Elle le connaissait par cœur et pourtant si peu, ils se connaissaient, elle aurait pu reconnaître sa silhouette n'importe où, dans le noir complet elle aurait su le retrouver, elle savait son odeur, ses habitudes sa taille, sa morphologie, son visage, ses mimiques, ses manières, ses habitudes, ce qu'il mangeait, comment il dormait, sa façon de bouger. Elle connaissait tout de lui sans tout savoir Elle savait qu'une partie de lui lui restait interdite tout comme une partie d'elle lui restait inconnue, du moins le pensait-elle. Mais elle savait également une chose, dans tout ce qu'il ne lui avait jamais dit il y avait une énorme souffrance, il y avait quelque chose qu'elle ne pourrait jamais guérir totalement, quelque chose sur laquelle elle n'avait aucune emprise. Mais tout comme elle n'était pas prête à lui révéler ses fractures et ses blessures de vivante elle était parfaitement consciente que malgré ses souffrances elle n'égaleraient jamais sa perte, ce qu'il avait perdu, ce qu'il avait vécu, ce dont il était mort. Et pourtant, pourtant, dieu savait ce qu'elle avait souffert de sa vie, de sa mort, de ses manques et de ses espoirs perdus, mais en Toulouze sommeillait quelque chose de bien pire, quelque chose auquel elle n'avait pas accès. Elle le laisserait venir, ça viendrait, ils en parleraient un jour, mais dans les cauchemars du grand zombie, dans les habitudes de son amour, dans sa façon de dormir au sol, de se comporter elle décernait cette immense fragilité qu'elle couvait comme une poule couve ses œufs.

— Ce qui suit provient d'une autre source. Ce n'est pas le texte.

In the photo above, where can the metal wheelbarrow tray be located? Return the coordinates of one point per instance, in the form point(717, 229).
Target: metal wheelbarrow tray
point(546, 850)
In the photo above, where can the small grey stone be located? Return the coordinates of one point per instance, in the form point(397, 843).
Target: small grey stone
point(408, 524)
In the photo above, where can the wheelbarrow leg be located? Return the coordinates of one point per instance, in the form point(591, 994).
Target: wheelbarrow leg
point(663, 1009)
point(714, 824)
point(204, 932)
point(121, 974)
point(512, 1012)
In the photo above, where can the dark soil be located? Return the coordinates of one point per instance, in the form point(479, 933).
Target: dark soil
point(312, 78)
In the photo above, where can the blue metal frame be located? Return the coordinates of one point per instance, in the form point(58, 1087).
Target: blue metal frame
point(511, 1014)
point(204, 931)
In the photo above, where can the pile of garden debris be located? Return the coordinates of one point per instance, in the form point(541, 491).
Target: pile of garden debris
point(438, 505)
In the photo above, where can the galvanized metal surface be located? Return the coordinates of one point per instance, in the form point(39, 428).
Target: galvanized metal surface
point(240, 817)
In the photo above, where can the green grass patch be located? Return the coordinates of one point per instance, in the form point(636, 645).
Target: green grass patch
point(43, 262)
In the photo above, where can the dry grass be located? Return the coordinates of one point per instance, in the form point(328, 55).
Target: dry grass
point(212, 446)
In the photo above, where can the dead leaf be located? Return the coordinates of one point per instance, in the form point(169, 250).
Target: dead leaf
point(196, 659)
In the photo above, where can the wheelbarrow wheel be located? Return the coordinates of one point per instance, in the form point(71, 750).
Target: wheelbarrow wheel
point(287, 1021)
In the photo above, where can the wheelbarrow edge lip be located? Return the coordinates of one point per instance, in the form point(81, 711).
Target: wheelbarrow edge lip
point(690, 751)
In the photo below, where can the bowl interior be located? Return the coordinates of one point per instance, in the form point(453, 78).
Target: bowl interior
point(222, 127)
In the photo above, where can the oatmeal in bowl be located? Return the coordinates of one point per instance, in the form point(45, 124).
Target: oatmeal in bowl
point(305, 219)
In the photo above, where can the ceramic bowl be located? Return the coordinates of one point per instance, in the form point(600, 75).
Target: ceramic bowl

Elle aimait tout en lui, même son caractère, même ses exigences et ses caprices. Elle aimait celui qu'il était, n'avait aucun doute qu'elle aurait aimé celui qu'il avait été et qu'elle aimerait celui qu'il sera. Elle doutait plus d'elle même parfois, parfois elle avait si peur qu'il parte et qu'il la laisse, mais il était toujours là. Elle le regardait descendre la brique de lait et tremper sa tartine dans le pot de confiture, elle essuyait le reste qu'il s'était collé sur la joue alors qu'elle même s'en foutait partout. Elle savourait ces moments comme volés au temps lui même, ce moment où il posait la tête sur ses cuisses, où elle caressait ses cheveux en le dévorant des yeux, elle le trouvait beau, même avachi tel un matin de dimanche, avec la flemme et a fatigue accumulée. Elle attaquait déjà le pain frais qu'elle dévorait comme un gremmlins alors qu'il se reposait sur elle, le calme revenu. La nécromancienne versait déjà du café dans un mug quand il écarquilla les yeux tandis qu'elle savourait sa tartine, s'étalant toujours plus de pâte à tartiner sur le visage comme une enfant fière de sa farce. Sauf que ce n'était pas une farce, elle avait réellement acheté la fameuse série et elle se délectait de sa réaction. Elle avait une autre surprise pour lui mais elle attendrait.
« Oui, l'intégralité Älskling, vraiment. »
Il clignait des paupières rapidement, elle riait doucement, heureuse. Ce n'était pas si évident de lui faire plaisir, il fallait le connaître, mais elle le connaissait et elle savait que les journées et les soirées canapé à regarder la série allaient commencer, si tant est qu'ils soient assez attentifs une fois la nuit tombée. Elle le vit cependant froncer les sourcils, elle savait ce qui allait venir et ça ne loupait pas.
« Tu n'es jamais satisfait... »
Il lui faisait déjà sa moue à laquelle elle ne résistait jamais, ce n'était absolument pas juste mais ça marchait à chaque fois, et elle n'avait pas réellement besoin de travailler, elle avait largement de quoi faire tout en sachant que Cassian s'occupait d'une partie de son business maintenant. Il pouvait la manipuler si facilement, c'était dingue.
« Si tu continues je ne te dis pas quelle est ton autre surprise... »
Elle jouait avec lui bien évidemment, elle allait annuler tous ses rendez-vous prévus et prendre deux bonnes semaines de tranquillité pour regarder la série avec lui et profiter de son temps libre, mais elle voulait le faire marcher un peu. Elle voulait qu'il s'interroge et ne la prenne pas totalement pour acquise, même si c'était déjà le cas. Mais sa moue l'avait déjà conquise.
« J'ai dit soirée ? Je ne suis plus sûre. »
Elle continuait à boire son café et à faire l'innocente comme si de rien était, il n'était pas le seul à savoir faire durer le suspense, et encore moins à savoir faire marcher l'autre, même si au fond il savait qu'il pouvait tout obtenir d'elle s'il le demandait et que c'était possible, Toulouze avait décidément un pouvoir certain sur Teodora.